Copy logs from dead containers to local files to facilitate immediate GC of dead containers #26923

vishh · 2016-06-07T00:43:16Z

One of the reasons for keeping dead containers around in kubelet today is to get access to logs from previous instances. Dead container instances can take up disk space via their root filesystem and result in disk pressure on the nodes. To alleviate disk pressure and improve the logging experience in kubernetes, kubelet can retrieve logs from dead containers and GC them right away once kubelet doesn't depend on metadata associated with old containers.
Specifically,

Kubelet can retrieve logs from the runtime and store in a per-pod, per-container directory inside of /var/log/ directory. For the docker runtime, this can be a simple move operation. For rkt, we will have to retrieve the logs remotely.
The directory structure can be /var/log/<podUID>/<ContainerName>/<InstanceNumber>_stdout.log
Update kubectl logs -p to return logs from the files instead of relying on the runtime for previous logs.
These logs will be kept around on a best-effort basis and will be deleted whenever there is disk pressure.
Kubelet can prefer keeping the first and most recent instances of a container around and aggressively delete other log files.
All these logs will be accessible initially via the /logs REST endpoint. In the future, we can consider expanding kubectl logs interface to support an instance number or add support for the first attempt specifically.

The text was updated successfully, but these errors were encountered:

resouer · 2016-06-07T05:46:04Z

Will we do this for dead containers only, or this apply to all /logs cases?

vishh · 2016-06-07T19:16:43Z

As of now, logs of running containers are controlled by runtimes.
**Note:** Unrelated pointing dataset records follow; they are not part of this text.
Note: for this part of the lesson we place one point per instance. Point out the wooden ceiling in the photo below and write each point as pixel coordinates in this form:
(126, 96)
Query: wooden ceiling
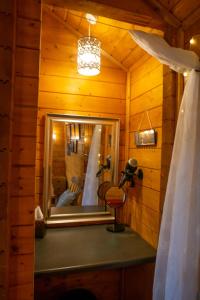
(151, 13)
(117, 44)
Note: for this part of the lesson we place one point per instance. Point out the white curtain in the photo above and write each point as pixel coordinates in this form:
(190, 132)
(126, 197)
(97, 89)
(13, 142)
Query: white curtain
(91, 181)
(177, 274)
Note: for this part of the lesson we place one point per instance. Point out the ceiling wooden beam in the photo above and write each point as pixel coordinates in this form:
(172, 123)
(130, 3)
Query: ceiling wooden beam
(79, 34)
(134, 12)
(164, 12)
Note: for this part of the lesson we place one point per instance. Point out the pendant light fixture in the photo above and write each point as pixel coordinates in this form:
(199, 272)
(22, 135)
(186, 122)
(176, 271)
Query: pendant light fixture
(89, 52)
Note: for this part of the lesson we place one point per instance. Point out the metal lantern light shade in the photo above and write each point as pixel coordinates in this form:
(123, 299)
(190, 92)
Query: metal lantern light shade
(89, 50)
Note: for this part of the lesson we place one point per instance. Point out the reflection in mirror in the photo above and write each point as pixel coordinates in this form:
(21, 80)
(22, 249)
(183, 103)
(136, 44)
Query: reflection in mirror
(80, 154)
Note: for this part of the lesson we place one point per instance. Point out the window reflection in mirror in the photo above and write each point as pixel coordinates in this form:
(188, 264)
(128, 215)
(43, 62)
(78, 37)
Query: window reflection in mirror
(80, 154)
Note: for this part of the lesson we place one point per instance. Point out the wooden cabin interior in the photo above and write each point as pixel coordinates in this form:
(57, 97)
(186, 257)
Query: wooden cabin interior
(38, 75)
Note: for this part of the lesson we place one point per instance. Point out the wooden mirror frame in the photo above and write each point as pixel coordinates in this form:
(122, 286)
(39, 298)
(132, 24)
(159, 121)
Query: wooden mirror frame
(63, 219)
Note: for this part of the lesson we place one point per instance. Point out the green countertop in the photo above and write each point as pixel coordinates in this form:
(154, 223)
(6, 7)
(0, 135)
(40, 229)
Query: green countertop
(89, 248)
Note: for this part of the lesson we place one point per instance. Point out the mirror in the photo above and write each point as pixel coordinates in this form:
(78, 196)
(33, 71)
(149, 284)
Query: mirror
(80, 153)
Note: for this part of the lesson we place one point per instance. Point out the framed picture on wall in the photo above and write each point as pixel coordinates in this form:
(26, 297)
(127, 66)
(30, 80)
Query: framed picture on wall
(146, 138)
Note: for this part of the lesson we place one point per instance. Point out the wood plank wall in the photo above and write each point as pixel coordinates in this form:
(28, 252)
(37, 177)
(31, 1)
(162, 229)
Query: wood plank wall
(142, 210)
(63, 90)
(26, 78)
(7, 43)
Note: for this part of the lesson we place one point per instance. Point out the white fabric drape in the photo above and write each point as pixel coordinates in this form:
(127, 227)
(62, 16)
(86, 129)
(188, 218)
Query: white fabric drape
(91, 181)
(177, 274)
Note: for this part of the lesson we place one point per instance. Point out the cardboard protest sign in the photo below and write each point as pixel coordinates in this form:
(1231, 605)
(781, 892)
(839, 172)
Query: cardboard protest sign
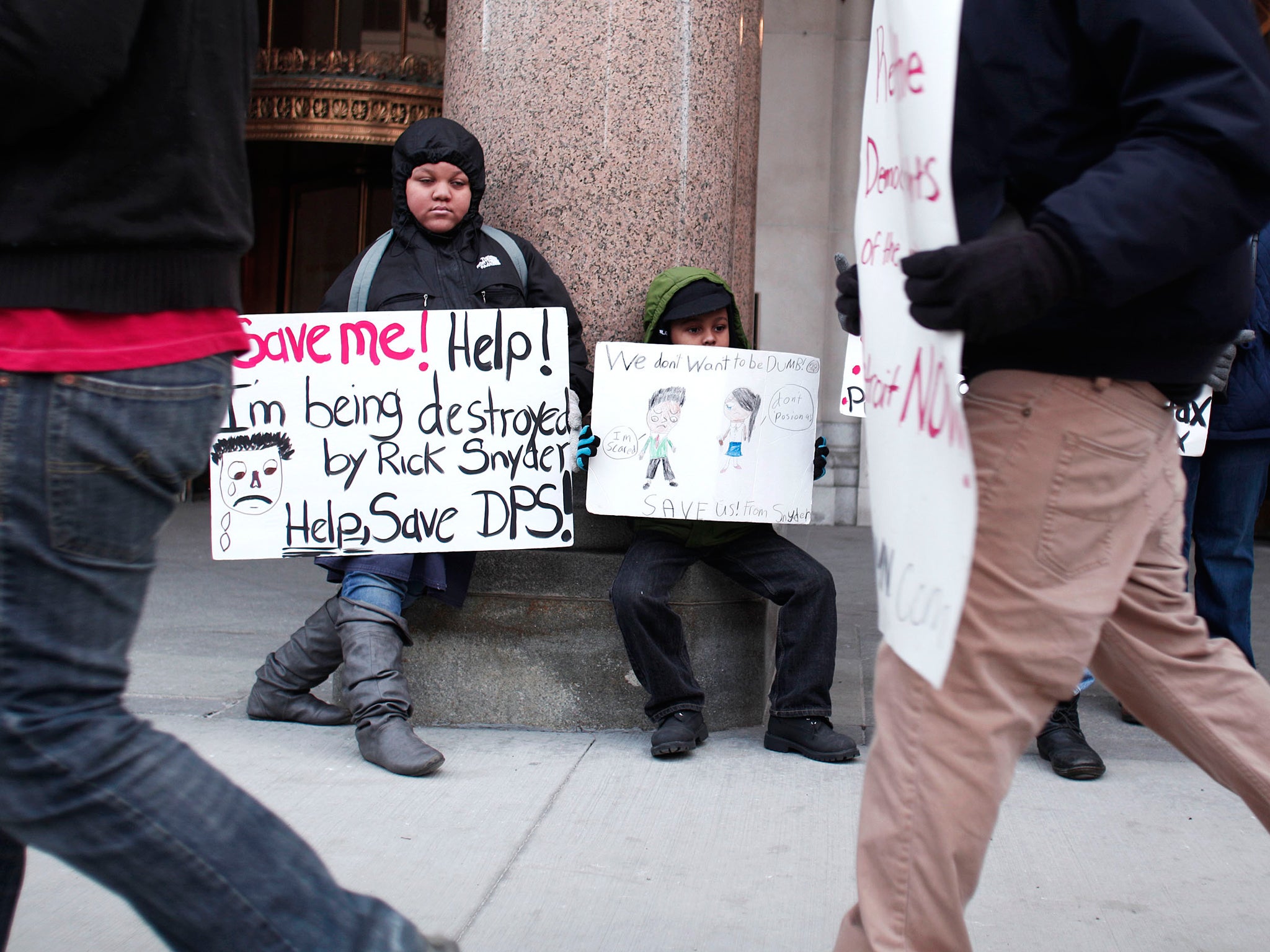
(395, 432)
(921, 467)
(1193, 423)
(706, 433)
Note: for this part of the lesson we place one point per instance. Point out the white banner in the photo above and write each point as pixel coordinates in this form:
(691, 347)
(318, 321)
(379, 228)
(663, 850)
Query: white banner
(395, 432)
(1193, 423)
(921, 470)
(854, 379)
(703, 433)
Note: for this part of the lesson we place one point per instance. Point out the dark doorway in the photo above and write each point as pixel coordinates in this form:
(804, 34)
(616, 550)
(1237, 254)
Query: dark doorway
(316, 206)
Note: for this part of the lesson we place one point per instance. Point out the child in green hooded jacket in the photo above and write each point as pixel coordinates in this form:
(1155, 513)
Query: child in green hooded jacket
(695, 307)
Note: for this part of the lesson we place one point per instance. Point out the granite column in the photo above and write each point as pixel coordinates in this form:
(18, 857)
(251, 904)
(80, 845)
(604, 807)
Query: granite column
(621, 138)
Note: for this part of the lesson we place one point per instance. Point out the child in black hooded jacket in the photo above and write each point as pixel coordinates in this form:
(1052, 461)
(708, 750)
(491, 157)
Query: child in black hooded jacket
(440, 255)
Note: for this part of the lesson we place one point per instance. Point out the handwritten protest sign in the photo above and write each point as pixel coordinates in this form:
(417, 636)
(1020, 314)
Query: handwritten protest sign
(395, 432)
(921, 467)
(704, 433)
(1193, 423)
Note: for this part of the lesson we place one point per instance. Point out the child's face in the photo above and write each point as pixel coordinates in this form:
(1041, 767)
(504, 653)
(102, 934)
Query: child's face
(704, 330)
(664, 416)
(438, 196)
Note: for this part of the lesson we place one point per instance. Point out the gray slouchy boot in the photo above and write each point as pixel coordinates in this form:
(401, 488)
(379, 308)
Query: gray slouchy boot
(283, 682)
(376, 691)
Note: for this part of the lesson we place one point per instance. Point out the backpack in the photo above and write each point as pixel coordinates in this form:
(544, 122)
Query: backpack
(365, 275)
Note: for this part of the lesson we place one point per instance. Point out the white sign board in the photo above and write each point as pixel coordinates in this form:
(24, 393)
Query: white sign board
(1193, 423)
(395, 432)
(921, 469)
(854, 379)
(706, 433)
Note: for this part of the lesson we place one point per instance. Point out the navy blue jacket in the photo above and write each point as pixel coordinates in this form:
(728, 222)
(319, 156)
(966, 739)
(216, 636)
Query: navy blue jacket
(1140, 130)
(1245, 414)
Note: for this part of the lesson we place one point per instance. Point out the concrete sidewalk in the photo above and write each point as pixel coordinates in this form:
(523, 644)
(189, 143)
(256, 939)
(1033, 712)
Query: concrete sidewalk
(582, 842)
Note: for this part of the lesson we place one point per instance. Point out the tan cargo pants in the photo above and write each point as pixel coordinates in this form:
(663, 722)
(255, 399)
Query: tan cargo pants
(1077, 563)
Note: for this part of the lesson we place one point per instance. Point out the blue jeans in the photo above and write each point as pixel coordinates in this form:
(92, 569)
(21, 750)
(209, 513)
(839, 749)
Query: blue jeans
(91, 466)
(390, 594)
(1225, 490)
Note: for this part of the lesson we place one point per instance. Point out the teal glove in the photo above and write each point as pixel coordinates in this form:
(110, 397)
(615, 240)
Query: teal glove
(587, 443)
(821, 460)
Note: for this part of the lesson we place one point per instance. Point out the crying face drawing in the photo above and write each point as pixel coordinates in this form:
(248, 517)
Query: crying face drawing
(251, 474)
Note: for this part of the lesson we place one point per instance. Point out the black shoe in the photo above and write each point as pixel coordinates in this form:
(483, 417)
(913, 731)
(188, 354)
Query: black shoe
(809, 736)
(1062, 743)
(678, 733)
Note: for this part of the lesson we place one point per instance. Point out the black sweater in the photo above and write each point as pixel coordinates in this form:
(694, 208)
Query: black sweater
(461, 268)
(1140, 130)
(123, 182)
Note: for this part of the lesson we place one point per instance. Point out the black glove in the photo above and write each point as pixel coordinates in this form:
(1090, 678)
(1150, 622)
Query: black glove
(849, 296)
(821, 459)
(993, 284)
(1220, 377)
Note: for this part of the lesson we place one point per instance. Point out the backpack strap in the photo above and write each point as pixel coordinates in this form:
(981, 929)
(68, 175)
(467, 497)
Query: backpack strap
(365, 275)
(513, 252)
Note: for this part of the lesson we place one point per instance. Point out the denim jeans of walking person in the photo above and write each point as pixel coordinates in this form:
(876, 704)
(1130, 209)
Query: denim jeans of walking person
(765, 564)
(1225, 490)
(91, 466)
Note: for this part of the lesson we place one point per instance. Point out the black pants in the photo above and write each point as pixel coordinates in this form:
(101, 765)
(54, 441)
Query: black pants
(807, 635)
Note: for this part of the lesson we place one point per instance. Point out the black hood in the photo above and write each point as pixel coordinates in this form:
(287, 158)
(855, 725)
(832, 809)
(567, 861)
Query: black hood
(436, 141)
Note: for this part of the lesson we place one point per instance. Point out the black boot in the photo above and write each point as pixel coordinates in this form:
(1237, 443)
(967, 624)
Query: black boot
(376, 691)
(283, 682)
(809, 736)
(1062, 743)
(678, 733)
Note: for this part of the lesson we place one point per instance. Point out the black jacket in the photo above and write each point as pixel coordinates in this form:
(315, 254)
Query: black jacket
(422, 270)
(1140, 130)
(123, 182)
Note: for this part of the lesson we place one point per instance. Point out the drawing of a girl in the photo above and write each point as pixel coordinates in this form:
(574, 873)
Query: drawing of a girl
(741, 409)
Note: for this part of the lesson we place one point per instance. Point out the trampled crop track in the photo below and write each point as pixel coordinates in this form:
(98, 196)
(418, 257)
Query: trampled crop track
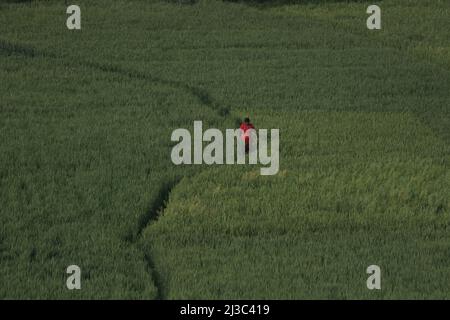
(159, 204)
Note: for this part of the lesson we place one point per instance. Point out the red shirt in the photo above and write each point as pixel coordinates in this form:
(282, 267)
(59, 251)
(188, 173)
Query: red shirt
(244, 127)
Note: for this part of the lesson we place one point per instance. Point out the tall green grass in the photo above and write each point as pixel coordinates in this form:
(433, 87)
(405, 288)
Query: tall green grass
(85, 128)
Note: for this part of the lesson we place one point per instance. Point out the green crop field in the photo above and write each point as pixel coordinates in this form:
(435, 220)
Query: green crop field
(86, 176)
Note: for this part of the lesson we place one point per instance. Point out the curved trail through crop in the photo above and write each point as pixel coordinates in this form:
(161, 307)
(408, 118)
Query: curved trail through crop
(157, 207)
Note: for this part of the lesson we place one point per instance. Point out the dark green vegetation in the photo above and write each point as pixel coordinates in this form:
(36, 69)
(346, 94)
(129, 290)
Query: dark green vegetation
(85, 166)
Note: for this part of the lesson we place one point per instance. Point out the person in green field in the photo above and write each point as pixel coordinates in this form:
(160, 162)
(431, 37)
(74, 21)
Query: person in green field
(245, 126)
To avoid duplicated storage of log files, it's better to avoid managing logs of running instances for now.

fejta-bot · 2017-12-15T21:02:39Z

Issues go stale after 30d of inactivity.
Mark the issue as fresh with /remove-lifecycle stale.
Stale issues rot after an additional 30d of inactivity and eventually close.

Prevent issues from auto-closing with an /lifecycle frozen comment.

If this issue is safe to close now please do so with /close.

Send feedback to sig-testing, kubernetes/test-infra and/or @fejta.
/lifecycle stale

ankon · 2018-01-11T13:22:42Z

This issue is still very much relevant for us: having access to the logs of a dead container is needed, but most of the container itself is just using disk space that should be reclaimed and better used for something more productive.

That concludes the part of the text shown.